Over several years, we exclusively gathered, analysed and finally reported about more than 400 billion Euro in farm subsidies to all 27 European countries, the biggest part of the European budget. We found nepotism, waste, environmental harm and animal abuse being funded by the European Comission. In cooperation with WDR, NDR, Süddeutsche Zeitung, Correctiv, Der Standard, IrpiMedia, Reporter.lu, Reporters United, Expresso, Follow The Money and Gazeta Wyborcza, FragDenStaat analysed the data and published stories.
We initiated a discussion among the general public and policy professionals as well as published several articles in half a dozen European countries. The database is now open to use for everyone, we’re holding seminars and are presenting at conferences. Since it only launched about a month ago, we’re confident the publication will lead to further inquiries, investigations and discussions in the future.
Handling such a big dataset with ~22 mio recipients and ~136 mio payments requires technology choices that are usually not common in data journalism. We built a complete ETL-pipeline from extracting the source data, transforming it into a common format and loading it into a database. Such pipelines are common in data science industry but barely used within journalism. The production database of farmsubsidy.org is built upon Clickhouse, a state of the art column store that allows very fast lookups and aggregations about huge datasets like this one. The biggest challenge during the investigation was to cross-match recipients against company registries (and other registries such as the EU Lobbyregister or sanctions list) and to get a sense for the “type” of a recipient, if it is a company or a natural person. For both tasks we used open source technology involving machine learning models, such as the python tool “nomenklatura” for deduplication / cross-matching and in general the “followthemoney” toolchain from the aleph team (Organized Crime and Corruption Project). We trained our own machine learning model via pythons “fasttext” to predict the types of recipients. The website farmsubsidy.org is built with Next.js to allow static pre-rendering. To geocode the recipients addresses, we developed a batch geocoding tool called “ftm-geocode” that worked against a self-hosted instance of OpenStreetmap’s “Nominatim” to allow fast geocoding of ~500k addresses without hitting the rate limits of the official nominatim instance.

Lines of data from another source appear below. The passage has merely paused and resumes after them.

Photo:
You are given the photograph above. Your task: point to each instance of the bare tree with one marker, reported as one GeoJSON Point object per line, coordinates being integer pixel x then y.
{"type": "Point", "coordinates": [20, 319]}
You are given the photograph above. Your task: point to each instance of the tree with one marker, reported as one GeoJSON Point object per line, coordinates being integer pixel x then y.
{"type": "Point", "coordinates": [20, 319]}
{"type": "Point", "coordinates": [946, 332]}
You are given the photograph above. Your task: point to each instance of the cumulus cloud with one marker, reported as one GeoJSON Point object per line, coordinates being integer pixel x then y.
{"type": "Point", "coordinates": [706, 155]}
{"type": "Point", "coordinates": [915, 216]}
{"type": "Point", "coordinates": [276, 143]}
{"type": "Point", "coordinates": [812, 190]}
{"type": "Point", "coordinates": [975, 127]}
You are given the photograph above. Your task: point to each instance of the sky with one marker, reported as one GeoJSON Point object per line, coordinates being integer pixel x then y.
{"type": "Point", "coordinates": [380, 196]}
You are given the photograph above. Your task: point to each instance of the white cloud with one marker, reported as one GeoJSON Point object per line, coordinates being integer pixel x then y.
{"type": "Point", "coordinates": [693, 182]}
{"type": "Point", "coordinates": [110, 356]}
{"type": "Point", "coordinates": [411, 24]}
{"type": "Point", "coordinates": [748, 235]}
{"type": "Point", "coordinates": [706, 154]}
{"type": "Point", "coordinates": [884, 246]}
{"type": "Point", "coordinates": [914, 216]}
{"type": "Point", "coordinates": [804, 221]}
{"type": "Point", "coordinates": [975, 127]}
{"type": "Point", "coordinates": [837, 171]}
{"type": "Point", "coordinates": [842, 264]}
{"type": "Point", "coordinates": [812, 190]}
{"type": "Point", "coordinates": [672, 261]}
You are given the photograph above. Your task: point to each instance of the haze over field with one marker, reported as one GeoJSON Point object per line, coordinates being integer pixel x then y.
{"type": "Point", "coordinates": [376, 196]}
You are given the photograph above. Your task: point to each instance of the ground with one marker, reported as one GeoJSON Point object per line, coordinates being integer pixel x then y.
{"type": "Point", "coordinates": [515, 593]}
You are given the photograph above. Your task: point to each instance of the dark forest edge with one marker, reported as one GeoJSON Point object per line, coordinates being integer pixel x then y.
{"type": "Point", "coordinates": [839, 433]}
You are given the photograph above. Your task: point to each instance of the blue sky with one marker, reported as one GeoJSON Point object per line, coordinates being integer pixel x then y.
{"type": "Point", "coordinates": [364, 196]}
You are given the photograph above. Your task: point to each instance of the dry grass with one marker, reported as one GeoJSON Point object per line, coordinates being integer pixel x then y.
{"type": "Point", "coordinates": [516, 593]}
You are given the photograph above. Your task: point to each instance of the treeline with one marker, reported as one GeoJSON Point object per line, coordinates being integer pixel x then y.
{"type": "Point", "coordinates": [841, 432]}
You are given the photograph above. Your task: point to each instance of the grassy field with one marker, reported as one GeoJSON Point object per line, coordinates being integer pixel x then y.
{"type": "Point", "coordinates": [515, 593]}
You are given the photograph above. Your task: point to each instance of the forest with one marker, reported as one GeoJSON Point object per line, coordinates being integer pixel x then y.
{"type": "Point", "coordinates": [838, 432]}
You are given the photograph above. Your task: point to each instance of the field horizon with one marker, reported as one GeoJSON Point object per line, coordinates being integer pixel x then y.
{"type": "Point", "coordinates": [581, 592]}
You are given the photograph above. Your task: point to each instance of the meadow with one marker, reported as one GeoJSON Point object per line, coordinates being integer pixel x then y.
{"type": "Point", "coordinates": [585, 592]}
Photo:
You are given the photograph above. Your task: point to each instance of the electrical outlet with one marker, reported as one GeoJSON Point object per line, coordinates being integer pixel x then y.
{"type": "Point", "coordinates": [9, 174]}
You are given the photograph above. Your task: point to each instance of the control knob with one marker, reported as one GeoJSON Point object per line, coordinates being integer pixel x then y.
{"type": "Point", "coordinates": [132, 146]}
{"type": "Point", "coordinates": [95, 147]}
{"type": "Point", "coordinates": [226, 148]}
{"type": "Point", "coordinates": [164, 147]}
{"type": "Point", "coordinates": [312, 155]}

Context about the project:
It’s important to note that the access to this huge amount of data has only been possible because the involved data team has been on this project for almost a decade. The data had to be archived every year because the EU and its member states – if they display it at all – only show the last two years of subsidies at any given time. Only through years long dedication was it possible to gather the data for eight consecutive years. In addition, in a couple of countries this data was only available through individual FOIA requests. This project came together about ten years ago through a cross-border collatoration initiated at Dataharvest and it’s a project that’s not possible for any single, traditional publishing house to build or maintain.
What can other journalists learn from this project?
If you know your way around specific EU regulations, bring data journalists and traditional reporters together, use data, FOIA and reporting tools wisely and follow through over a couple of years, you can build very important public value investigations.